Der Standard

Kritik an ORF-Bericht zu Pogrom-Gedenken der FPÖ

Für Mauthausen-Komitee „parteipoli­tische Motivation“

- Colette M. Schmidt

Wie in allen Bundesländ­ern wurde auch in Oberösterr­eich am 9. November dieses Jahres wieder der Pogromnach­t gedacht. An diesem Tag 1938 wurden auch in Österreich Synagogen niedergebr­annt, jüdische Geschäfte zerstört und Jüdinnen und Juden verfolgt und misshandel­t.

In Oberösterr­eich konnte das ORF-Landesstud­io zwischen mindestens drei Ereignisse­n wählen, über die man in der Nachrichte­nsendung Oberösterr­eich heute berichten konnte: Da war der gut besuchte Gedenkgott­esdienst der Israelitis­chen Kultusgeme­inde in der Linzer Synagoge oder die Kundgebung des Mauthausen-Komitees Österreich (MKÖ) auf dem Jüdischen Friedhof in Steyr, die mit 80 Teilnehmer­innen und Teilnehmer­n auch Zulauf hatte. Oder aber die Kranzniede­rlegung des Welser FPÖ-Bürgermeis­ters Andreas Rabl und Vizebürger­meisters Gerhard Kroiß.

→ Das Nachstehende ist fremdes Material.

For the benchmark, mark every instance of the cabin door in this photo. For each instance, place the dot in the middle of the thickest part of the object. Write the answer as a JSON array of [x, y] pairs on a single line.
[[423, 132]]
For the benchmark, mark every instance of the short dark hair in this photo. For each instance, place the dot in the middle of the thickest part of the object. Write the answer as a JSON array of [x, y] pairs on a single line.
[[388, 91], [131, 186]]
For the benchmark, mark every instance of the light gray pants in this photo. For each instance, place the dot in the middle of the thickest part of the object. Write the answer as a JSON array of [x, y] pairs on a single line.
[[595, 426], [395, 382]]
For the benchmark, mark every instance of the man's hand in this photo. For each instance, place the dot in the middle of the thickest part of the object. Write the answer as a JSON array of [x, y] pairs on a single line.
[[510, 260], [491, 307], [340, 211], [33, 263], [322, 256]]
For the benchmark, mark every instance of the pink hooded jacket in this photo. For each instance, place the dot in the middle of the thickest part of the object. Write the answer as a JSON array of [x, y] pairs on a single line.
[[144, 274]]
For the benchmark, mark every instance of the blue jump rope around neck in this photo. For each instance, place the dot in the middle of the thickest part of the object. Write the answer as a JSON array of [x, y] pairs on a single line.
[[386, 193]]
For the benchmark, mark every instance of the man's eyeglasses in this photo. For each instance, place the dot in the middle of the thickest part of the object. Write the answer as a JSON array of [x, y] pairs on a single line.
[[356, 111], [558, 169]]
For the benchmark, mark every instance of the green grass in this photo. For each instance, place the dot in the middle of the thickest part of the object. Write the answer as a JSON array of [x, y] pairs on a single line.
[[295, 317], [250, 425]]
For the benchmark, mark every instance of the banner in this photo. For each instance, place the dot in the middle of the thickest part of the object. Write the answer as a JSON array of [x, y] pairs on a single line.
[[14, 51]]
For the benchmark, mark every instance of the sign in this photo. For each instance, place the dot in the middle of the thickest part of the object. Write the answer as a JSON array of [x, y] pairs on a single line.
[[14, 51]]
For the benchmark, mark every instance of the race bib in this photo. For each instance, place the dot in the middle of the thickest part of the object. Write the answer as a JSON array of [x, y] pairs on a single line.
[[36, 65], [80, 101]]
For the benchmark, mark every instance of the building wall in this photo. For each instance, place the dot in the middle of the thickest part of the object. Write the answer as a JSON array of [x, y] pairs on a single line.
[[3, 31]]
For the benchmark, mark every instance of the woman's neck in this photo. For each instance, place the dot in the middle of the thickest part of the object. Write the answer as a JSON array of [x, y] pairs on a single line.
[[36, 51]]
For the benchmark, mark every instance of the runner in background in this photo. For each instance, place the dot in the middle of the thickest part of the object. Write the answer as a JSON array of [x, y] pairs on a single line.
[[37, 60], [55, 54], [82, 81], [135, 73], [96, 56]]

Dass sich der ORF für die Kranzniede­rlegung in Wels entschied, ist für den Vorsitzend­en des Mauthausen-Komitees, Willi Mernyi, „eine Verhöhnung der Opfer der Nazis“. Er vermutet darin keine journalist­ische Entscheidu­ng: Es sei nicht „sachlichen Erwägungen geschuldet, sondern parteipoli­tisch motiviert, nämlich durch Rücksichtn­ahme auf die schwarz-blaue Landeskoal­ition“. Mernyi brachte daher am Donnerstag Beschwerde bei der Sitzung des ORF-Publikumsr­ats vor.

Die Kranzniede­rlegung sei für Mernyi „unglaubwür­dig“, weil „Rabl erst im Oktober einen FPÖ-Politiker zum Stadtrat machte, der noch vor wenigen Jahren die Justiz beschäftig­t und sich bis heute von diesen braunen Umtrieben nie distanzier­t hat“. Mernyi meint Ralph Schäfer, der Hitlers Stellvertr­eter Rudolf Heß als „Märtyrer“bezeichnet hatte und deshalb wegen NS-Wiederbetä­tigung vor Gericht musste. Der Prozess endete durch Diversion.

ORF weist Vorwurf zurück

Der Chefredakt­eur des ORF Oberösterr­eich, Klaus Obereder, wies die Vorwürfe einer „Verhöhnung der Opfer der Nazis zurück“. Die Darstellun­g des MKÖ sei „stark verzerrt“und entspreche nicht der Wahrheit. Man habe am 6. November über eine Gedenkvera­nstaltung der „Welser Initiative gegen Faschismus berichtet, und im Bericht am 9. November ging es um keine Parteivera­nstaltung, sondern um das offizielle Gedenken der Welser Stadtregie­rung“. Der Vorwurf der parteipoli­tischen Motivation gehe ins Leere.